# UK Passport Renewal From Egypt



## Cris45 (Nov 11, 2013)

I have been a long time lurker but feel I now need to pass on some information. For several years UK passport renewals have had to be posted out of country to be processed. This used to be to Paris but since July the location has become Durham, England. As posted elsewhere on this forum the passport office previously allowed renewals of passports to be made from Egypt with an embassy endorsed copy of the current passport to accompany the application.

I applied for a renewal of my child’s passport two weeks ago via DHL but before that made the trek to the embassy and all was confirmed about sending the passport copy with embassy stamp. Last Friday I received an email from Durham stating the original passport was required for the application to be processed. The Cairo embassy now tells me this decision was confirmed to them by the Durham office one week ago. After two rounds of emails with Durham protesting the advice I am now about to start an appeal procedure.

This all seems to me frankly ridiculous. We are barely 3 months into a second revolution/ coup with a curfew still in place.
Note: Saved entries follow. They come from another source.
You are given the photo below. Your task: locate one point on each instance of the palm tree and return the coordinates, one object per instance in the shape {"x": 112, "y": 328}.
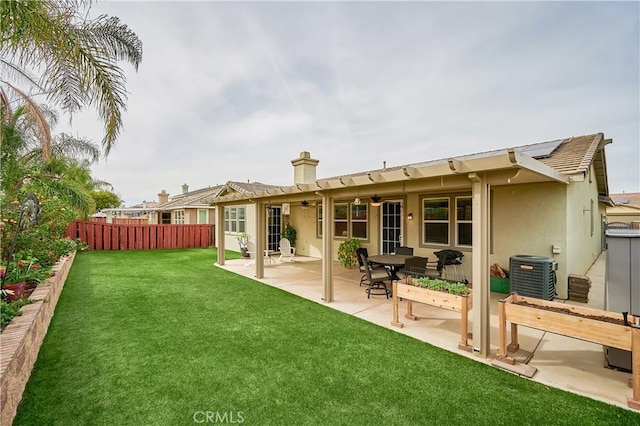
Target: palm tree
{"x": 73, "y": 61}
{"x": 64, "y": 173}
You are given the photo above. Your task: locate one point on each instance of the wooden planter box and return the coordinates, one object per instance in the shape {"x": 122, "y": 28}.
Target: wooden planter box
{"x": 451, "y": 302}
{"x": 575, "y": 323}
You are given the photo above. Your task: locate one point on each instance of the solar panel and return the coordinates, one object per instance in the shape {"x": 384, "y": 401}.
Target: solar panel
{"x": 541, "y": 150}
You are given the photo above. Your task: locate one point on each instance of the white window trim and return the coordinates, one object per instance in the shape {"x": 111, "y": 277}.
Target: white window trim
{"x": 206, "y": 211}
{"x": 448, "y": 222}
{"x": 178, "y": 217}
{"x": 228, "y": 220}
{"x": 457, "y": 222}
{"x": 352, "y": 220}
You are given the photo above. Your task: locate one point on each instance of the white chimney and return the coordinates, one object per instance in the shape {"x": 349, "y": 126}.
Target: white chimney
{"x": 304, "y": 168}
{"x": 163, "y": 197}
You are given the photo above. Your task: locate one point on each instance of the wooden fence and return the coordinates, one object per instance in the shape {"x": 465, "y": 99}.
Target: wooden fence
{"x": 108, "y": 236}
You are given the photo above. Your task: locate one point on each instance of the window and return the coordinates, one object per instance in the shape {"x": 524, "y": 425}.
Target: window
{"x": 440, "y": 227}
{"x": 341, "y": 220}
{"x": 436, "y": 221}
{"x": 359, "y": 221}
{"x": 178, "y": 217}
{"x": 464, "y": 221}
{"x": 350, "y": 220}
{"x": 203, "y": 216}
{"x": 234, "y": 219}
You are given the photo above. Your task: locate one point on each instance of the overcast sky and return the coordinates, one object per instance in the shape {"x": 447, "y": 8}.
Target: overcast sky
{"x": 235, "y": 91}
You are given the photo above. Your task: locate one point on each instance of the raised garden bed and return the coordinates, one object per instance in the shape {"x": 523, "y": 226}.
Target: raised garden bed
{"x": 592, "y": 325}
{"x": 462, "y": 303}
{"x": 20, "y": 341}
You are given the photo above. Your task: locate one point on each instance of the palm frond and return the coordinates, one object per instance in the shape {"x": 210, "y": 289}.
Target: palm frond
{"x": 36, "y": 120}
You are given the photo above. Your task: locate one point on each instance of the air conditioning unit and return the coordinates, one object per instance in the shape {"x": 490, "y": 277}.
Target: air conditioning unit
{"x": 533, "y": 276}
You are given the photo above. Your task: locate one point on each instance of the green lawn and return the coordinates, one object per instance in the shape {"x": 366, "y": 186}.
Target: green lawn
{"x": 164, "y": 337}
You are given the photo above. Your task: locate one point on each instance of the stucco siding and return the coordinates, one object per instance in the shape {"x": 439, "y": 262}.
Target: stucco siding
{"x": 530, "y": 219}
{"x": 584, "y": 226}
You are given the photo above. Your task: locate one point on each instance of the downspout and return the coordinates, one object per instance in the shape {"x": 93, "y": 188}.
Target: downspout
{"x": 327, "y": 247}
{"x": 480, "y": 258}
{"x": 219, "y": 223}
{"x": 261, "y": 236}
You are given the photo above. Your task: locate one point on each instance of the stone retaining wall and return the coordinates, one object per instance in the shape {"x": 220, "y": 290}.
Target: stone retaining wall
{"x": 21, "y": 340}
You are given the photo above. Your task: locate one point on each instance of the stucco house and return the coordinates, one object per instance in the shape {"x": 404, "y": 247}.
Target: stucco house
{"x": 625, "y": 208}
{"x": 187, "y": 208}
{"x": 546, "y": 199}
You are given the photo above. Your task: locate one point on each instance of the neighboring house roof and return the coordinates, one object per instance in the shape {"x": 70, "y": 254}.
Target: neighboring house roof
{"x": 627, "y": 199}
{"x": 146, "y": 204}
{"x": 192, "y": 199}
{"x": 576, "y": 155}
{"x": 242, "y": 188}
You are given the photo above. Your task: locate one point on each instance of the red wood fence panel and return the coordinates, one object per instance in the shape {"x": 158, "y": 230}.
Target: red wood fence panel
{"x": 110, "y": 236}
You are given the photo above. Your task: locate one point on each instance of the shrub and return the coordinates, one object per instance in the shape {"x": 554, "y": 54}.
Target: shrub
{"x": 347, "y": 252}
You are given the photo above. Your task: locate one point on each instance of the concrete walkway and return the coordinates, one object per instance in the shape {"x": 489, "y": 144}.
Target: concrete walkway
{"x": 562, "y": 362}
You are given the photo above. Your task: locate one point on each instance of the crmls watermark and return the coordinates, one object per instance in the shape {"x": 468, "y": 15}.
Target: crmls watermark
{"x": 218, "y": 417}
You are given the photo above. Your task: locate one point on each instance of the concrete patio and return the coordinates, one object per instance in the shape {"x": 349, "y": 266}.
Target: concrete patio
{"x": 561, "y": 362}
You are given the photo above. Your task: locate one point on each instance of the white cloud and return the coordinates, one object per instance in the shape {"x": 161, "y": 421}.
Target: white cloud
{"x": 234, "y": 91}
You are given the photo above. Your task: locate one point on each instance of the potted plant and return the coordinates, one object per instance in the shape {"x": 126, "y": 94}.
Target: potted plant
{"x": 290, "y": 234}
{"x": 347, "y": 252}
{"x": 243, "y": 242}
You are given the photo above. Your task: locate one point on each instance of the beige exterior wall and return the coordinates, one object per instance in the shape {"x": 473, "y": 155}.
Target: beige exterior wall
{"x": 530, "y": 219}
{"x": 525, "y": 219}
{"x": 190, "y": 216}
{"x": 623, "y": 213}
{"x": 584, "y": 227}
{"x": 230, "y": 241}
{"x": 304, "y": 221}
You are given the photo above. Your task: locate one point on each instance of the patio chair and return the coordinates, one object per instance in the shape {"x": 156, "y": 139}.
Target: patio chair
{"x": 286, "y": 251}
{"x": 403, "y": 250}
{"x": 368, "y": 264}
{"x": 376, "y": 279}
{"x": 415, "y": 266}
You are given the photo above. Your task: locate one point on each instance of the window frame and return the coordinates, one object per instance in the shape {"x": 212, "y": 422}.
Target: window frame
{"x": 453, "y": 224}
{"x": 347, "y": 222}
{"x": 463, "y": 221}
{"x": 178, "y": 217}
{"x": 423, "y": 239}
{"x": 235, "y": 217}
{"x": 206, "y": 216}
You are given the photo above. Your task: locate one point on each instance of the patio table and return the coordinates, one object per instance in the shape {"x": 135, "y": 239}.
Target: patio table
{"x": 394, "y": 261}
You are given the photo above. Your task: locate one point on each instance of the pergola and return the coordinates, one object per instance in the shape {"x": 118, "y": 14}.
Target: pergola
{"x": 478, "y": 172}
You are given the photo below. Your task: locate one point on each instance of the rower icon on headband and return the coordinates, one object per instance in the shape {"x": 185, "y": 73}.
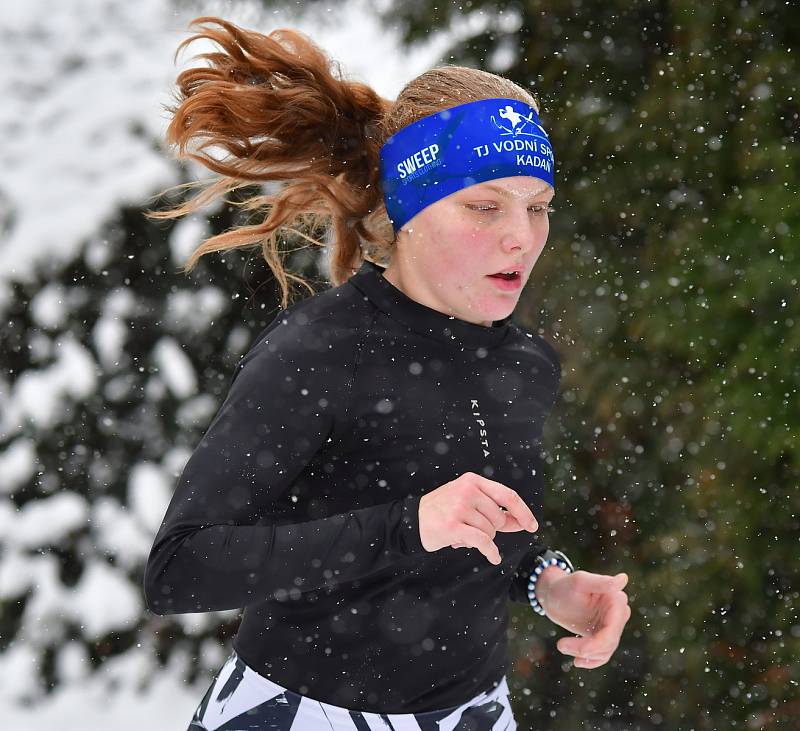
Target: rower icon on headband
{"x": 517, "y": 123}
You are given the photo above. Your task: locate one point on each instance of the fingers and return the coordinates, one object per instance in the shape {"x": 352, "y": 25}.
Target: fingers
{"x": 509, "y": 499}
{"x": 475, "y": 538}
{"x": 597, "y": 648}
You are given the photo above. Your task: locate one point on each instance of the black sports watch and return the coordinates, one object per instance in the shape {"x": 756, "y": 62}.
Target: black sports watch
{"x": 548, "y": 557}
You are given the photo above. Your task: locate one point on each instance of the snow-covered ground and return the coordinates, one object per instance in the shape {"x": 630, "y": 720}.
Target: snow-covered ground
{"x": 83, "y": 84}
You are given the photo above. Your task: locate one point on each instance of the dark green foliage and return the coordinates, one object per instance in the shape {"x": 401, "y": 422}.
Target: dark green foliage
{"x": 670, "y": 288}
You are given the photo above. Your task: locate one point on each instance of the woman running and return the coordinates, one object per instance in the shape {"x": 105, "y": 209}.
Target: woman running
{"x": 367, "y": 491}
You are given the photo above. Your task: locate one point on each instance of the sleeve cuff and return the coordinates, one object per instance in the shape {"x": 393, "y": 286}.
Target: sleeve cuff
{"x": 410, "y": 541}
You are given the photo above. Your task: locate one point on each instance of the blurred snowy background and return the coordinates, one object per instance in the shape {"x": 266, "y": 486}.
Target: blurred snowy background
{"x": 669, "y": 288}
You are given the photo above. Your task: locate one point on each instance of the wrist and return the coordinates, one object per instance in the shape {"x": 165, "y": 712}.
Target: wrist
{"x": 544, "y": 561}
{"x": 545, "y": 580}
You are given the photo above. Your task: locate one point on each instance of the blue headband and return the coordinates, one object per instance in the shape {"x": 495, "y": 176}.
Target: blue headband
{"x": 467, "y": 144}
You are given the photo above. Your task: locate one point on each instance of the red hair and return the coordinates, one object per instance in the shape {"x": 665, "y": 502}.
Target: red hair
{"x": 283, "y": 113}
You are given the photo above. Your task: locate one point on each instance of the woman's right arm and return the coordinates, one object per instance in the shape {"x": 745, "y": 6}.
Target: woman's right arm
{"x": 214, "y": 550}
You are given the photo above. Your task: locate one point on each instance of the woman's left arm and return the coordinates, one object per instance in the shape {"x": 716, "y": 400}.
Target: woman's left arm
{"x": 593, "y": 606}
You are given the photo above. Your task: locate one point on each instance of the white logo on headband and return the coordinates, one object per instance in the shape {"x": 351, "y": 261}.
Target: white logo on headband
{"x": 517, "y": 122}
{"x": 542, "y": 156}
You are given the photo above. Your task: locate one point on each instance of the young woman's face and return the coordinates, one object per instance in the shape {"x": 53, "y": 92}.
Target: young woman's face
{"x": 445, "y": 254}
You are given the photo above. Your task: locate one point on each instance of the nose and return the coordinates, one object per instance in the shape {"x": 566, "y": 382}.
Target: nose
{"x": 522, "y": 230}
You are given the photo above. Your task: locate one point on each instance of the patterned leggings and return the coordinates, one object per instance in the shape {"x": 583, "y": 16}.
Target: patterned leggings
{"x": 239, "y": 699}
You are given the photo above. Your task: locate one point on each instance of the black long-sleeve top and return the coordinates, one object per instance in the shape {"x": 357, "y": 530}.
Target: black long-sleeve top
{"x": 300, "y": 503}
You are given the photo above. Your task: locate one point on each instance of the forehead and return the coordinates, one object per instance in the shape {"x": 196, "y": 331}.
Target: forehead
{"x": 518, "y": 186}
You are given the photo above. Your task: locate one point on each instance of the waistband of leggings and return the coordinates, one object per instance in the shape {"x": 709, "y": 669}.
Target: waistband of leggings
{"x": 271, "y": 688}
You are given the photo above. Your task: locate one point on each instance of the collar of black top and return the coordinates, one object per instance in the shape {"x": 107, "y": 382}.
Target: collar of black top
{"x": 369, "y": 280}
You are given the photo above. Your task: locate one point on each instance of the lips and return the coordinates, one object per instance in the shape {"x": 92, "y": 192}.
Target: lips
{"x": 514, "y": 268}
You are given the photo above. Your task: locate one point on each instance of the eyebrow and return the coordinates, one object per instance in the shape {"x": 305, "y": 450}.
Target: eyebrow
{"x": 505, "y": 193}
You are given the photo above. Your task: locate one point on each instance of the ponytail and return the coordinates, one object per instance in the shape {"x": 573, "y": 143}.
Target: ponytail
{"x": 273, "y": 104}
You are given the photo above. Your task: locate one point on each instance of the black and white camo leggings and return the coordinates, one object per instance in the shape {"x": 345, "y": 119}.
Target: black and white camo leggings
{"x": 239, "y": 699}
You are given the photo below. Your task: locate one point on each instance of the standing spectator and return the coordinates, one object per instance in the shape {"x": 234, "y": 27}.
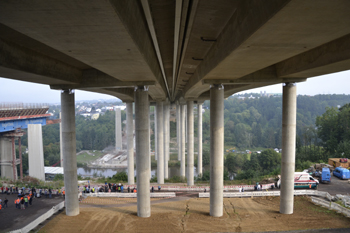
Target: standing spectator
{"x": 17, "y": 201}
{"x": 5, "y": 202}
{"x": 22, "y": 203}
{"x": 26, "y": 201}
{"x": 30, "y": 197}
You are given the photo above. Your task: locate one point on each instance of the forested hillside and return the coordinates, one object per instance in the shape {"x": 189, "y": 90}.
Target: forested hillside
{"x": 251, "y": 123}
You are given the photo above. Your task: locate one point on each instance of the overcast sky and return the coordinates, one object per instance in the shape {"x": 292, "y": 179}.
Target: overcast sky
{"x": 25, "y": 92}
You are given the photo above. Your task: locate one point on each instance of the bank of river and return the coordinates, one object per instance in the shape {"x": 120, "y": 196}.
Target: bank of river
{"x": 99, "y": 172}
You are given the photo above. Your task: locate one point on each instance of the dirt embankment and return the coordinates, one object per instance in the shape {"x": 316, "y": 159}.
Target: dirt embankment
{"x": 192, "y": 215}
The FCO’s own advice for the country is to carry official ID at all times and Cairo is still considered unsafe to travel to.

During the first revolution the Consulate in Alexandria where we live was as much use as the proverbial chocolate tea pot. Effectively they shut up shop and ran away. In view of the present turbulence I am not prepared to send off my child’s passport and if necessary will have to arrange another trip to the UK to get it processed. Similarly I suggest that If anyone needs a passport in the next 9 months they make plans to visit a UK passport office.


----------



## canuck2010 (Jan 13, 2010)

They have similar procedures for the Canadian Embassy, just make a photocopy of your old passport with your visas. The Embassy can always issue an emergency passport if needed.

I actually renewed my passport last year in Cairo, and the Embassy kindly expedited the renewal process in less than two weeks; they wanted to be sure I had the new passport just in case of the need to flee the country.


----------



## bermac (Mar 1, 2011)

canuck2010 said:


> They have similar procedures for the Canadian Embassy, just make a photocopy of your old passport with your visas. The Embassy can always issue an emergency passport if needed. I actually renewed my passport last year in Cairo, and the Embassy kindly expedited the renewal process in less than two weeks; they wanted to be sure I had the new passport just in case of the need to flee the country.


The new Canadian chip passport takes 20 working days and now costs $190 for 36 pages of which the last 4 pages are unusable - they have "not to be used" or something like that written on them. So now it is a complete rip off as the passport is really 32 pages. No 48 page passport available anymore and you still cannot add pages to a Canadian passport. So parochial.


----------



## canuck2010 (Jan 13, 2010)

I was lucky, it just so happened I had my passport renewed about a month or so before the new design came in, so I have a 48 page passport with the old style pages.


----------